Aconteceu
em 5 e 6 de Janeiro e teve por cenário a evocação das embaixadas reais lá dos
lados do Oriente.
Fosse o Príncipe de Gales e a diva Rainha - e logo se lhes rendiam os
holofotes-satélites, as ondas gravitacionais e as rotativas da “Última Hora”
para dar a grande notícia: “Enquanto a Rainha fazia a última viagem sem retorno,
o Rei dava o último suspiro no seu leito da morte”.
Mas não foram os monarcas da ‘Velha
Albion’. Nem os protagonistas das emotivas construções romanescas de
Roberto Machim e Ana d'Arfet. Nem os
arroubos clangorosos de “Tristão e Isolda”, imortalizados pelo génio de Richard
Wagner. Não. O acontecimento resume-se em duas palavras, para nós ricas de
interioridade, mas vulgares, talvez inúteis, para o vasto mundo: “Morreram
marido e mulher. Ambos com 92 anos. Ela sepultou-se no dia 5, véspera dos “Reis”
e ele no dia 6”.
Devo dizer que, em 56 anos de exercício
sacerdotal, nunca tal me acontecera.

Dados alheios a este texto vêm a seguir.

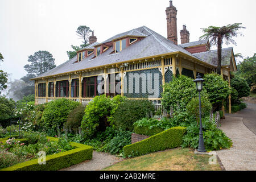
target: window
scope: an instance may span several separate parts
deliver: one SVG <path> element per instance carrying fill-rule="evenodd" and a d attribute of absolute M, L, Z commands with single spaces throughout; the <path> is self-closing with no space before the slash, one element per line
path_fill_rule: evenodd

E enquanto soava a finados o carrilhão da
torre sineira e a carrinha (de todos nós) deslizava rumo ao ‘Campo Santo’ final,
ia eu rememorando o “Noivado do Sepulcro” de Soares de Passos…
Fossem quais as causas e as
circunstâncias, não é possível olhar com fria indiferença para este quadro
dramático e, simultaneamente, galvanizador. Gente rural, corpos quase
centenares, curvados sobre a terra para dela surgir o pão. Mãos calejadas,
retalhadas e dentro delas segurando um coração sempre novo de amados e amantes,
ao ponto de ‘marcarem partida’ na mesma semana, a Semana dos ‘Reis’.
Gente
rural, Gente Real, que fabrica o pão e a vida, de que todos nós participamos e
sem os quais fenece, inglória. a nossa própria história individual e colectiva.
Gente Real, cujos filhos os mantiveram sempre na sua casa singela, o seu
palácio ideal. Gente Real, ainda, porque ambos cumpriram ampla e generosamente,
o seu mandato terreal e transportam consigo o ceptro da vitória!
Requeiro,
neste momento, a permissão de quem me lê para partilhar a emoção que envolveu
esta entrada triunfal dos dois nonagenários na misteriosa alameda do
além-túmulo, munidos do passaporte que lhes dá direito a ocupar um trono real,
esteja ele onde estiver. E ele está aqui. Connosco. Por isso posso proclamar na
oitava dos ‘Reis’ e no mais alto monte o pregão monumental, aposto ao épico
poema de Dante Alighieri:
“REI
E RAINHA, LADO A LADO E DE MÃOS DADAS, NA GRANDE VIAGEM SEM RETORNO! HALLELUIAH”!